What i think he is trying to tell you, and something i agree with, is that a machinist who knows what he's doing knows how to deal/compensate for the fluctuations in temperature and thermal expansion. This is why metrology, has a reference temperature.


----------



## wrmiller (Feb 12, 2016)

Thank you Dan. 

I misunderstood the first comment and thought we were talking about how the expansion/contraction of the lathe doesn't justify a 1 micron scale, then we shifted to the dynamics of the material being cut, and then to someone's claim (not mine) to hold a tenth? Figured I'd just stop there.

It's all good.


----------



## Jim Wilson (Feb 12, 2016)

Thanks for all the responses , they helped.  Given the mill I'm putting these on , the type of work I'll probably do with it (likely not high tolerance stuff) - and the cost , I will go with the lower resolution scales and save a little bit of cash.


----------



## wrmiller (Feb 12, 2016)

You will like having the DRO. Makes many things easier and can help prevent the scrap pile from growing too fast. Above all, have fun.


----------



## jbolt (Feb 12, 2016)

Even with a DRO I always use test indicators for high precision work.


----------



## petertha (Feb 14, 2016)

Not sure about the PM mill but I have a somewhat similar Taiwan RF-45. One thing I noticed when I installed DRO with 0.0005" display is the simple action of tightening the table lock screws made the table moved like +/- 2-thou. (Nothing like a DRO to see what really going on!). The root of this evil is the torque action of the set screw can impart a slight linear displacement to the table itself. Then you chase your tail for a few more iterations trying to get it clamped to a DRO position. Also the gib strip tends to get marked up with little set screw arcs. Not a great design.

My solution was to make a ~0.5" insert part from brass rod.
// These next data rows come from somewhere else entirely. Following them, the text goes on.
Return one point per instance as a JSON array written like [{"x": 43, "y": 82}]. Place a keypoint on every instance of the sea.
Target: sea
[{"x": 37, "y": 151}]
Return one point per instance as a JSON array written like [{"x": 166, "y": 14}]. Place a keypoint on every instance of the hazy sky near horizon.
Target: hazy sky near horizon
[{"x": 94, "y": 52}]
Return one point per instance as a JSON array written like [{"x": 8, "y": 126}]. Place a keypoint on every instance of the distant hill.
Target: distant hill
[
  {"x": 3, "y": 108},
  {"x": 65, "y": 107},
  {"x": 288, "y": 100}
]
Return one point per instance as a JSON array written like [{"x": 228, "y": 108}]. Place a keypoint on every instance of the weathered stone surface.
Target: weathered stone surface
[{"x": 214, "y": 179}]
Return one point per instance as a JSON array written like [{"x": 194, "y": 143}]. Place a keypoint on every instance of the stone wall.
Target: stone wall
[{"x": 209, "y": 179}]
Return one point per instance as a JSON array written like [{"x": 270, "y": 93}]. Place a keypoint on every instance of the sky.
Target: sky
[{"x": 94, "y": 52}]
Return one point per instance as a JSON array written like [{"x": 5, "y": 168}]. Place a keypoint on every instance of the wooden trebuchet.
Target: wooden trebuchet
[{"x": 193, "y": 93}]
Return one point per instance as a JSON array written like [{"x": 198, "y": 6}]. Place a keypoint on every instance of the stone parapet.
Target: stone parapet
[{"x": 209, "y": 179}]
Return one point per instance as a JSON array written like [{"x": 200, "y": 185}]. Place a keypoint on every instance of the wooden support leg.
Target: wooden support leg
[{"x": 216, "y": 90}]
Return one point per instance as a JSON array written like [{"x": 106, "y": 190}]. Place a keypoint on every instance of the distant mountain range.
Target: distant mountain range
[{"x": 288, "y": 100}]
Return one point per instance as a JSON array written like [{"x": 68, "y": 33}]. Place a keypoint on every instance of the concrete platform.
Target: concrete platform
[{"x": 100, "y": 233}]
It goes in the set screw hole first & contacts the gib strip with a face machined to the same dovetail angle. On the other (set screw side) it has a 60-deg center drill relief. The tightening bolt is modified with a similar center drill & ball bearing locktited on the end. Now the screw pushes on the insert part with nill rotation & the matching angle face gives more perpendicular clamping force without all the unwanted junk action. Made a world of difference.

One thing I didn't think about was removing the part from the hole. Turns out I could expose the hole by moving the table. But in hindsight, maybe thread the end? Chewing gum on a stick?


----------